Kernekoncepter
The core message of this paper is to examine the compositionality of large generative vision-language models (GVLMs) and identify the syntactical bias in current benchmarks, which can be exploited by the linguistic capability of GVLMs. The authors propose a novel benchmark, SADE, to provide a more robust and unbiased evaluation of the visio-linguistic compositionality of GVLMs.
Resumé
The paper examines the compositionality of large generative vision-language models (GVLMs) and identifies the syntactical bias in current benchmarks for evaluating multimodal compositionality. The authors make the following key observations:
The VisualGPTScore, a generative evaluation metric used to assess GVLMs, is more sensitive to the syntax and order of reference sentences compared to contrastive metrics like BERTScore. This indicates that GVLMs tend to prioritize syntactical correctness over content relevance when differentiating positive and negative samples.

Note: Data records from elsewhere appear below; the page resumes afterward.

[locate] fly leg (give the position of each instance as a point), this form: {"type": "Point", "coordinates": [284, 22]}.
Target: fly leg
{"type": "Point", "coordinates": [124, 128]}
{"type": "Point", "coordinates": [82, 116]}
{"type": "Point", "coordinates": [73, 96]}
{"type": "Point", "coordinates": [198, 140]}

The authors find that current benchmarks, such as Winoground, VL-CheckList, ARO, and CREPE, exhibit a prevalent syntactical bias, which can be exploited by the linguistic capability of GVLMs. This bias renders the VisualGPTScore an insufficient metric for assessing the true multimodal compositionality of GVLMs.
To address this issue, the authors propose the following:
They introduce a SyntaxBias Score to quantify the syntactical discrepancy between positive and negative reference sentences in the existing benchmarks.
They create a challenging new task to evaluate the robustness of GVLMs against their inherent inclination toward syntactical correctness.
They leverage the SyntaxBias Score to filter and modify the existing benchmarks, resulting in a novel benchmark called SyntActically DE-biased (SADE) benchmark.
The authors evaluate several state-of-the-art GVLMs on the SADE benchmark and provide insights into their compositional reasoning capabilities. The SADE benchmark aims to facilitate future research in this direction by providing a more robust and unbiased evaluation of the visio-linguistic compositionality of GVLMs.
Statistik
The paper does not contain any specific metrics or figures to support the key logics. The analysis is based on qualitative observations and the introduction of new evaluation metrics and benchmarks.
Citater
The paper does not contain any striking quotes that support the key logics.